BEIJING, May 7 (Xinhua) -- China is planning to develop its cultural industry into a pillar of the national economy by 2020 by upgrading its industrial structure, fostering major brands and boosting consumption, according to a government blueprint made public Sunday.
Issued by the general offices of the Communist Party of China (CPC) Central Committee and the State Council, the outline for the 13th five-year program (2016-2020) on cultural development and reform said the country will help create cultural enterprise groups with core competitiveness and high market share.
"Several of them should strive to be among the top in the industry globally by 2020," it said.
The government will promote both mergers among state-owned cultural enterprises and cross-ownership mergers and acquisitions.
Newspapers and magazine resources should also be merged or reorganized and news and publishing organizations with long-term financial and operational difficulties should be shut down or revamped, according to the outline.
China vowed to lower the threshold for private capital to access the sector and said it will boost and guide development of non-public cultural companies and support medium-, small- and micro-sized cultural enterprises that are innovative or specialized.
The country will develop a new Internet-based cultural market, according to the document.
State-owned cultural enterprises are encouraged to use the capital market to grow stronger if conditions allow, it said, adding that asset securitization will be promoted in the industry.
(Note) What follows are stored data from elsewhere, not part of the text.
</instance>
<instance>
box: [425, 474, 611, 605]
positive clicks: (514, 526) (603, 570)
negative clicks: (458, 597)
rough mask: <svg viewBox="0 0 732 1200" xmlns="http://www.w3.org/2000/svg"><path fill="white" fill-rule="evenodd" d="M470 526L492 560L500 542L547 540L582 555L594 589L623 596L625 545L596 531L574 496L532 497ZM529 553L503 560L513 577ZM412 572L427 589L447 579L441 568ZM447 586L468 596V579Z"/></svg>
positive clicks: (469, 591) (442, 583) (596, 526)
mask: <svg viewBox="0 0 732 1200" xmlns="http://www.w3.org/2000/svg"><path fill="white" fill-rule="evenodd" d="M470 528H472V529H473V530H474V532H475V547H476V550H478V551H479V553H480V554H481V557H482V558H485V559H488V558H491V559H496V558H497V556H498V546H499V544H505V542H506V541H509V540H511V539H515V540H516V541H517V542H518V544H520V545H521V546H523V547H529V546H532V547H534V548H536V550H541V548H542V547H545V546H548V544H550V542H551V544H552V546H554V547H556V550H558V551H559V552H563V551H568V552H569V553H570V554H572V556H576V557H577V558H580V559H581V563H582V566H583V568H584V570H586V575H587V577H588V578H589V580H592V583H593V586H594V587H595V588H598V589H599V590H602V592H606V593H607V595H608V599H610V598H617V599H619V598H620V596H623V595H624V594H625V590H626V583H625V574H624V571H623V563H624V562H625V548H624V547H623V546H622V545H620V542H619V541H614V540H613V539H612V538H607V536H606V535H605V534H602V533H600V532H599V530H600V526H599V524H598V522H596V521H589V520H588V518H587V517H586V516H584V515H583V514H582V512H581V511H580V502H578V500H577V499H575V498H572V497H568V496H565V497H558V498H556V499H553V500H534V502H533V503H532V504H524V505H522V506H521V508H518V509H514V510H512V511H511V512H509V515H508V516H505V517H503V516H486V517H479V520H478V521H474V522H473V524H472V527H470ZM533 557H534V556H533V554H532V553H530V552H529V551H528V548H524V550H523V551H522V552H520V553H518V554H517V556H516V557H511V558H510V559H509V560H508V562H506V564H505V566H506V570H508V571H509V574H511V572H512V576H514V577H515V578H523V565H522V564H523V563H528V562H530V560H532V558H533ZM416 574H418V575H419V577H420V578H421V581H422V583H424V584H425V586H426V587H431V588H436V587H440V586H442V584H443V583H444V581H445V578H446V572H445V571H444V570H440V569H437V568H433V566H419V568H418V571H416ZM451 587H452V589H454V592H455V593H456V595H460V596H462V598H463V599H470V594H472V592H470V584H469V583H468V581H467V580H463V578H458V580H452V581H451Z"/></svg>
In addition, efforts will be made to run major cultural assets and equity exchange platforms well, and encourage state-owned cultural assets to conduct transactions and test exchanges of TV dramas on these platforms, said the outline.
In an effort to boost cultural consumption, trial programs will be carried out to provide subsidies for the poor to buy cultural products.
Support should also be given to build cultural and recreation complexes, art streets, bookstores and small theaters in big and medium-sized cities, according to the outline.